Ricordo che dal naso soffiasti allora
ogni marina schifezza
sradicata per la chioma esule
sulla spiaggia d'inverno insieme ai denti
persi dal mare.

L'ombreggiatura del bagnasciuga
aggiornava in tempo reale
i confini di una terra di nessuno.

Ne prendevano nota i gabbiani
appostati sui trampoli e le teste
incappucciate nelle ali.

4 commenti:

Anonimo ha detto...

MALL

Ca pika shiu rane mbi qelq.
Per ty une befas ndjeva mall.
Jetojme te dy ne nje qytet,
Dhe rralle shihemi sa rralle.

Edhe m'u duk pak e çuditshme
Si erdh kjo vjeshte, ky mengjes.
Qiejt e ngrysur pa lejleke
Dhe shirat pa ylber ne mes.

Dhe thenia e vjeter e Heraklitit
Seç m'u kujtua sot per dreq:
"Te zgjuarit jane bashke ne bote,
Kurse te fjeturit jane veç".

Ne ç'enderr kemi rene kaq keq,
Qe dot s'po zgjohemi valle?...
Ca pika shiu rane mbi qelq
Dhe une per ty seç ndjeva mall

Un giorno lo spedirò in italiano anche se sono sicura che non renderà come nella sua lingua originale.
E' una poesia che parla della nostalgia, autore Kadarè.

Anonimo ha detto...

Alfio,mi piace il tuo blog.

Alfio ha detto...

Cara Valbona,
mi fai grande onore postando questa poesia, così, senza pudori adulti né fronzoli significativi... con queste «ç» che remano un po' sul rigo, queste «q» finalmente senza «u», tronche tuttalpiù accompagnate ad una «e».
E gli attachi liquidi in «rr» o in «mby kelk»...
Meraviglia.

Non potremo che essere contenti se un giorno volessi tradurcela, ma intanto anche così stiamo più che bene.
Lascerò alla curiosità dei lettori del blog scoprire di che lingua si tratti, per non dire del suo autore.
Confido allo stesso modo nella loro testardaggine e nella loro pigrizia.
Ancora grazie!

Alfio ha detto...

A distanza di qualche giorno aggiungo qualcosa su questa poesia.

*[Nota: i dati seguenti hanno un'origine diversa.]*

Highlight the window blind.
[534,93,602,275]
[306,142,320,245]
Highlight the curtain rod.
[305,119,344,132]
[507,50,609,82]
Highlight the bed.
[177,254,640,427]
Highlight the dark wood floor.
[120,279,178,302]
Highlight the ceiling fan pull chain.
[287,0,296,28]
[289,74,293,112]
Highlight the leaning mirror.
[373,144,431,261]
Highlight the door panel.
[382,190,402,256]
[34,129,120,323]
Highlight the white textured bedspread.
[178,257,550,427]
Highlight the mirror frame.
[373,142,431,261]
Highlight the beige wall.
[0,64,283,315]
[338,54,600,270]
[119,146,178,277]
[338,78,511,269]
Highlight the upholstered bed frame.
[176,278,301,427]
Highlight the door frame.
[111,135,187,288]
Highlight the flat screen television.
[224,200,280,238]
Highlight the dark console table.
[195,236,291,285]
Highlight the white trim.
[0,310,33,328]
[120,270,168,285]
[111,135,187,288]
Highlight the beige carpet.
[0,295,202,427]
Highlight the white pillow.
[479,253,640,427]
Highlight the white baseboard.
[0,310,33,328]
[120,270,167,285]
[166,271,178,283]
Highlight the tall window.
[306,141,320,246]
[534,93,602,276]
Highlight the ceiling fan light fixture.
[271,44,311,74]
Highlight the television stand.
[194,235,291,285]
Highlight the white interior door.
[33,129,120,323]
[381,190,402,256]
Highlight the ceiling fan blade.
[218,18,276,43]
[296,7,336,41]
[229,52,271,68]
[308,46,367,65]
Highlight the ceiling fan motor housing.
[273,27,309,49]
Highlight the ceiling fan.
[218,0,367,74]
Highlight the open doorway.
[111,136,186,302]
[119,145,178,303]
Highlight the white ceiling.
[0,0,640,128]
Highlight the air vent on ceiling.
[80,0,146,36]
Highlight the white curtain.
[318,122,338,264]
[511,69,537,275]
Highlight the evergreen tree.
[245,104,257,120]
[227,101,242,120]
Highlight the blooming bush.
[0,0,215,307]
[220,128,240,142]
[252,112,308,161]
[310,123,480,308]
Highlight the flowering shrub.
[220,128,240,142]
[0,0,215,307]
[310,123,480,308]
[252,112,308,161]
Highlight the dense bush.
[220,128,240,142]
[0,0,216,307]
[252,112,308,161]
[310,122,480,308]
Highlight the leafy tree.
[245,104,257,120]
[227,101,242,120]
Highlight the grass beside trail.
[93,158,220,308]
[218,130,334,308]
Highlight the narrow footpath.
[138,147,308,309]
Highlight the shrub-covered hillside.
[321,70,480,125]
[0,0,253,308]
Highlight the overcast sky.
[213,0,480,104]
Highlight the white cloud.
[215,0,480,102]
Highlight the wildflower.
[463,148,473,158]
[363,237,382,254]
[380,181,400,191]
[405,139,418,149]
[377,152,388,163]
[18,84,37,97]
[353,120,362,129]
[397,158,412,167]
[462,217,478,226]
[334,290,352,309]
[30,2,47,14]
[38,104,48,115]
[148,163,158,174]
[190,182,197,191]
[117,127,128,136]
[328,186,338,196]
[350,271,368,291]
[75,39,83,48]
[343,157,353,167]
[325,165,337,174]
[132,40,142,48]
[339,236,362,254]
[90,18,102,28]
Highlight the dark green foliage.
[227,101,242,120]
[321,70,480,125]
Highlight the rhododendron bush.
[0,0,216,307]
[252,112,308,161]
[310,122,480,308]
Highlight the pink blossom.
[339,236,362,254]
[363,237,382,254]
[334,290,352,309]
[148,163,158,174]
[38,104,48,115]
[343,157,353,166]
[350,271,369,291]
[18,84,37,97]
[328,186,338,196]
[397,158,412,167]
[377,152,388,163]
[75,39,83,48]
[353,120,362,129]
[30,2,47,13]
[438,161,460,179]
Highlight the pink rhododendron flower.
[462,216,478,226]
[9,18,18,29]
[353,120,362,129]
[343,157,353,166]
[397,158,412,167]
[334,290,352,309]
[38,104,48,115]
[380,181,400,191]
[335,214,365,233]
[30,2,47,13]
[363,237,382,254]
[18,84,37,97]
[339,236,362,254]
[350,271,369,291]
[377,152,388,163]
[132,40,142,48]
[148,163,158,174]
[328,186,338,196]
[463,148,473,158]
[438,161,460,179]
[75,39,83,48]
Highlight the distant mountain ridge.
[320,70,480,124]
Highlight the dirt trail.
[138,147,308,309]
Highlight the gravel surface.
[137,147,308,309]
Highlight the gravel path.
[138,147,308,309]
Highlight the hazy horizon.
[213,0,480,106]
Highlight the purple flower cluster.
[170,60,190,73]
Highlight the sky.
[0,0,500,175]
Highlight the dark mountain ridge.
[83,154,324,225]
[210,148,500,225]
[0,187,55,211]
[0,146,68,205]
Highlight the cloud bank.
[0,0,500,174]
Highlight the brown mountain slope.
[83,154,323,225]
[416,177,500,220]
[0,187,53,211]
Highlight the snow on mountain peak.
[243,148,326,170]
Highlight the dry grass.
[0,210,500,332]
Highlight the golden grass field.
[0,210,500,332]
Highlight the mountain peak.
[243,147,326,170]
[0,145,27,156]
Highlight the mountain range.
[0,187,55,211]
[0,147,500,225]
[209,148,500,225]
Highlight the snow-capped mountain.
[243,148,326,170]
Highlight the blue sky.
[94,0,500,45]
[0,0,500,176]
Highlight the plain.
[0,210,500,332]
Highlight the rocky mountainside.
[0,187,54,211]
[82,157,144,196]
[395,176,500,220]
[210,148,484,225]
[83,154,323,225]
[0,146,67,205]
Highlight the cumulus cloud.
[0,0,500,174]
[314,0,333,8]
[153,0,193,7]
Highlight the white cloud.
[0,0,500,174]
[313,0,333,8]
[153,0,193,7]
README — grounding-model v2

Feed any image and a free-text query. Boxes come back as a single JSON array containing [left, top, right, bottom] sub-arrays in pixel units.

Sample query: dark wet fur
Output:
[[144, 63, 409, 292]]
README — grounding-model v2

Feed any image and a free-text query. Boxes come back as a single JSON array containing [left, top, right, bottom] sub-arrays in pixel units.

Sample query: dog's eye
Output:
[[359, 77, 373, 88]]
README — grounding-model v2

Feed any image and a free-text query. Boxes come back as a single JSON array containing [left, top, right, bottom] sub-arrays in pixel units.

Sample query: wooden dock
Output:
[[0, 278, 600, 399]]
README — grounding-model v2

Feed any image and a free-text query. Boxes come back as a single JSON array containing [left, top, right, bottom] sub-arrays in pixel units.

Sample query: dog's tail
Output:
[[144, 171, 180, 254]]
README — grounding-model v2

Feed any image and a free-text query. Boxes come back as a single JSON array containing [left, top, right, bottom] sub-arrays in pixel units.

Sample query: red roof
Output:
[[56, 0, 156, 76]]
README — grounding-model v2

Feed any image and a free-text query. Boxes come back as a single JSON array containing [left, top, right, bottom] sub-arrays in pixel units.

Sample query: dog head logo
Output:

Nonostante potrebbe essere a qualcuno già chiaro, tengo a dire apertamente che questi versi sono un omaggio alla canzone dallo stesso titolo di Léo Ferré (il testo è in verità di Jean-Roger Caussimon) e in generale a lui, a Léo, a tutto ciò che ha messo nella sua musica, nella sua voce, nei suoi lunghi capelli bianchi, nella sua arte fatta a un tempo di poesia e di lotta.